A bank executive who handles wealth management products said he would like to see the industry change and adopt “real wealth management.” For now, though, the sector is facing headwinds from the credit market and interest rate fluctuations.

“The risks are significant,” he said. “It must change.”

Hands Off

For the most part, regulators have not intervened on behalf of wealth product investors by interfering with high-stakes investing by firms that sell these products. On the other hand, regulators have in recent years paid closer attention to capital pools formed by two or more financial institutions with money raised through short-term wealth management product sales. Such a pool is kept at an even level to be used for long-term investments, usually in property development or government construction projects, even while funds are flowing in and out as products are sold and mature.

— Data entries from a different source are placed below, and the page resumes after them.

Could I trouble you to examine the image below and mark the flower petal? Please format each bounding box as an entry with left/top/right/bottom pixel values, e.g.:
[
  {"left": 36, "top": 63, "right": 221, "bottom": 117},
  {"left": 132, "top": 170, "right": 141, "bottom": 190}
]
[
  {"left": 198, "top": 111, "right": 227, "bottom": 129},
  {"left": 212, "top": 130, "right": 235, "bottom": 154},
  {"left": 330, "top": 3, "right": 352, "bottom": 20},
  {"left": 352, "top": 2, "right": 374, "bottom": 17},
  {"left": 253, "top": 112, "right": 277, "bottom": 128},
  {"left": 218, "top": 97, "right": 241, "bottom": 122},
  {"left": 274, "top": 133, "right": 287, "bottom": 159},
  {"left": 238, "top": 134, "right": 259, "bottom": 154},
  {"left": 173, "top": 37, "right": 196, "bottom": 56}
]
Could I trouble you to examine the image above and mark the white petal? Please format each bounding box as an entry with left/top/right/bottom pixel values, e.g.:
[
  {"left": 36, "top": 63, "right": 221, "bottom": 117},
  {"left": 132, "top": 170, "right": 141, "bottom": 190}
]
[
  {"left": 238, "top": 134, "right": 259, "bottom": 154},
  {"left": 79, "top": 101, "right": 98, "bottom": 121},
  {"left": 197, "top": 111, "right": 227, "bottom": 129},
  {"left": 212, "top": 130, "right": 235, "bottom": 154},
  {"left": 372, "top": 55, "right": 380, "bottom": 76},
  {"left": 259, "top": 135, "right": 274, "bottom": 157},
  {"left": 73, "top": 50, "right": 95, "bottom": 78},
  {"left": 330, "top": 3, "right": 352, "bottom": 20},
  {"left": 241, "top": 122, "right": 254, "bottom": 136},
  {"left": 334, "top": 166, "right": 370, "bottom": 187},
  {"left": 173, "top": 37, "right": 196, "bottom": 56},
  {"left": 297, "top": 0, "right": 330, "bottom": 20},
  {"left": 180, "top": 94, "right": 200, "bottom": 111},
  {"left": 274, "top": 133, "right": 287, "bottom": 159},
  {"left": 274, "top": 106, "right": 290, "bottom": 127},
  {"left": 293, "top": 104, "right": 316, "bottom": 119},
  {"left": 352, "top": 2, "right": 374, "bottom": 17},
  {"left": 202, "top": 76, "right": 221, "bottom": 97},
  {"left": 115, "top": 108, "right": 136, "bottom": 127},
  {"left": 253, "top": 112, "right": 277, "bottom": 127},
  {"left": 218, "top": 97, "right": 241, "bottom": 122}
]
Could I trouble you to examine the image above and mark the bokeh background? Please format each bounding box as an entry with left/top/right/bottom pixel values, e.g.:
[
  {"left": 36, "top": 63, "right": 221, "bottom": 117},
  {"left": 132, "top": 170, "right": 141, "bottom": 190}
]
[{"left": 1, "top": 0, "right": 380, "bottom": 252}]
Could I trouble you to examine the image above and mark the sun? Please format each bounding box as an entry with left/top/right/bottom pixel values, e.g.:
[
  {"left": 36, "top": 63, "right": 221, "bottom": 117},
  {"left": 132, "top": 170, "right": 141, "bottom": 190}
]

Asset managers can also take credit for at least some self-policing. Several people said that helping investors manage assets by supporting clearly defined projects is at the heart of the wealth management business in the country.

Zhang Xuyang, the asset management department manager at China Everbright Bank, said he supports investment information disclosure and risk control measures for the wealth management industry. Wealth products should be subject to the same rules that govern publicly offered funds, he said, while fundraising, investment targeting, and investor protection practices should be standardized.

It makes sense for government market supervisors to get behind these types of industry-improvement measures as a way to support the retail investors they’re supposed to protect, Zhang said. “Regulators should first and foremost make it clear that the essence of wealth management is managing money for clients,” he said.

To date, however, regulators from the CSRC, CBRC, and the China Insurance Regulatory Commission (CIRC) have chosen to follow separate agendas at the expense of the kind of coordination that would be needed to heed Zhang’s advice. Rather than work together, each agency focuses on a specific segment of the financial industry—a pattern reinforced by government officials who attended a “work conference” for regulators in January.

Segmentation of supervisory functions has been blamed for various degrees of regulatory arbitrage in the financial industry, particularly in the wealth management sector. On the plus side, segmentation has been praised as a spark for innovation.

Officials from regulatory agencies who didn’t want their names published said top policymakers have the power to determine whether to approve the institutional and legal support that would open doors to unified, coordinated supervision.

In the past, there have been instances of agency cooperation aimed at improving the financial sector. For example, in 2003 and 2004 the CBRC and CSRC told banks, trusts, and asset management firms to make their capital pool operations more transparent.

But inter-agency coordination has not always yielded effective results. Many capital pools are still operating because banks transferred them to subsidiaries and switched investment targets, sometimes with funds raised through wealth management products.

“Wealth management schemes for investing in stocks and bonds issued by brokers are definitely (linked to the) capital pool business,” said a brokerage source who declined to be named.

In 2012, the CSRC became the first agency to let financial firms under its wing, including fund managers and securities brokers, offer wealth management products. The following year and in 2014, the CBRC issued a similar policy for banks, and the CIRC released wealth management product regulations for insurance companies.

“These documents made it clear that each regulator takes responsibility in its own field,” said a state bank executive who asked that his name not be used. “But they haven’t set any unified supervision standards for wealth management.”